Yakimova Sonya, sonya.yakimova@univ-tours.fr, Psychologie des âges de la vie et Adaptation (PAVéA) - EA 2114, Université de Tours, France

Maintenant Célia, celia.maintenant@univ-tours.fr, Psychologie des âges de la vie et Adaptation (PAVéA) - EA 2114, Université de Tours, France

Taillandier-Schmitt Anne, anne.taillandier@univ-tours.fr, Psychologie des âges de la vie et Adaptation (PAVéA) - EA 2114, Université de Tours, France

Mots-clés : émotions, estime de soi, performances cognitives, collège, adolescence INTRODUCTION

Concernant l'influence des émotions sur les performances cognitives et scolaires au collège il y a peu d’éléments dans la littérature (Yakimova, Maintenant, & Taillandier-Schmitt, 2021). Bien que les résultats chez les adultes soient parfois contradictoires et dépendent de l'émotion spécifique perçue, l'état affectif est susceptible d'influencer la cognition (Blanchette & Richards, 2010). Plus précisément, des émotions négatives conduiraient à une baisse des performances cognitives (e.g. Fartoukh, Chanquoy, & Piolat, 2014 ; Tricard, Maintenant & Pennequin, 2018) ; des émotions positives conduiraient à une augmentation des performances cognitives (Bryan & Bryan, 1991 ; Caparos & Blanchette, 2015 ; Giroux, Blanchette, & Gosselin, 2014). Dans l’étude des performances cognitives dans une perspective développementale, c’est le raisonnement qui est le plus souvent étudié (Byrnes, 2008) et il est mesuré par des syllogismes (par exemple, Prémisse 1 – Les animaux à quatre pattes peuvent marcher / Prémisse 2 – Les tigres sont des animaux à quatre pattes / Conclusion – Les tigres peuvent marcher) qui se réfèrent généralement au raisonnement déductif (Tricard et al., 2018).

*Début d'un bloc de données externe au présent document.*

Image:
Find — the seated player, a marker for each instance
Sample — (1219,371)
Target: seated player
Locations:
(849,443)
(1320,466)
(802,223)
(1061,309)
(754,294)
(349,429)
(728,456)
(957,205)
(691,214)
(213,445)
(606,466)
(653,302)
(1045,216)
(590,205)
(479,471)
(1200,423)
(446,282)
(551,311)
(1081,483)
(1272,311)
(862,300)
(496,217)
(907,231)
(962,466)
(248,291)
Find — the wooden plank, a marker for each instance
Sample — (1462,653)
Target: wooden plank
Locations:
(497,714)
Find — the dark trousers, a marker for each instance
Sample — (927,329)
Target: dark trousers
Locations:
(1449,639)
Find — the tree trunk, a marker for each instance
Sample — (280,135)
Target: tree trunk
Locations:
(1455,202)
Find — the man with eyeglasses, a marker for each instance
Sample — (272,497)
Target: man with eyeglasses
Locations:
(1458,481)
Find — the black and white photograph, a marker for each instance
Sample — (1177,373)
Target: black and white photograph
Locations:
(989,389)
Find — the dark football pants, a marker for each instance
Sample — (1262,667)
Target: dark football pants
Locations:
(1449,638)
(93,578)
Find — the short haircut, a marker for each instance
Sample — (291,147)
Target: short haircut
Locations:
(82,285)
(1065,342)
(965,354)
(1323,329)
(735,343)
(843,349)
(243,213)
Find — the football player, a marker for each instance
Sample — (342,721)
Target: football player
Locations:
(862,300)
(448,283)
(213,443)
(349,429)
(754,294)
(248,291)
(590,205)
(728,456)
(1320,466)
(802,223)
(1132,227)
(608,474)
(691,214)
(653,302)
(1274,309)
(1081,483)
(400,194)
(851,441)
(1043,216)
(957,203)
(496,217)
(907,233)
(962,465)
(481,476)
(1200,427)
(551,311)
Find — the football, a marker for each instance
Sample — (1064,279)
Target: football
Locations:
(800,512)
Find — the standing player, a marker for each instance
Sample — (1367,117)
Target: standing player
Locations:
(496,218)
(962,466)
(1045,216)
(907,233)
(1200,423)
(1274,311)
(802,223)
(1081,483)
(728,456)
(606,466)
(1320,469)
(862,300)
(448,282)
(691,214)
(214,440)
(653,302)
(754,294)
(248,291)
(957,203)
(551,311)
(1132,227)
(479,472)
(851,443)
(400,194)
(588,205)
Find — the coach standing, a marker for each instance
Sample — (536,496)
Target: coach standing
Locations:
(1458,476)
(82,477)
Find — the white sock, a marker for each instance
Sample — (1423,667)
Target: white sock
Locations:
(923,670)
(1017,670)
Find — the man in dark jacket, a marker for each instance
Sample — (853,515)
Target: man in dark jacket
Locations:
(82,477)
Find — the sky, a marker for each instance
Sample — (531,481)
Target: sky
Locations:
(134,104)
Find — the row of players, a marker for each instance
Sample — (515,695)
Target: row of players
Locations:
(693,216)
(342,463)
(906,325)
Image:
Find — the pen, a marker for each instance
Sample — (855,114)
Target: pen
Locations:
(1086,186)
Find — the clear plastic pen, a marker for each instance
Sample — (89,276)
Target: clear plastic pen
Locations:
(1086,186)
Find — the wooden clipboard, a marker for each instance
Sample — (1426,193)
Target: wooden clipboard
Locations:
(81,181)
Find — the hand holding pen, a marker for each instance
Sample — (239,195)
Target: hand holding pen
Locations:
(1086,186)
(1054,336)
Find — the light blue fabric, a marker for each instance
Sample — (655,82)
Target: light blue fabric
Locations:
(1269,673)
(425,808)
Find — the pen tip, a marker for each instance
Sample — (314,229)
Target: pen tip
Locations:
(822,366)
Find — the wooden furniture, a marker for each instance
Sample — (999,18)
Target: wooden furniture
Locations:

L'estime de soi est aussi liée aux performances scolaires et cognitives (Simon & Simon, 1975). En examinant les recherches actuelles sur l'estime de soi, nous observons qu'elles traitent souvent de l'estime de soi globale. Pourtant, il existe une manière plus précise de comprendre l'estime de soi qui prend en compte de différents domaines (Harter, 1988) tels que les domaines scolaire et social. La nécessité d'examiner à la fois les estimes de soi globale et spécifiques est particulièrement pertinente pour les adolescents car ces derniers font des distinctions importantes lorsqu'ils décrivent et évaluent leurs capacités dans divers domaines (Marsh, Craven & Martin, 2006). Ainsi, nous visons à améliorer la connaissance des liens entre les émotions, les différentes formes d'estime de soi et les performances cognitives à la période cruciale du début et du milieu de l'adolescence.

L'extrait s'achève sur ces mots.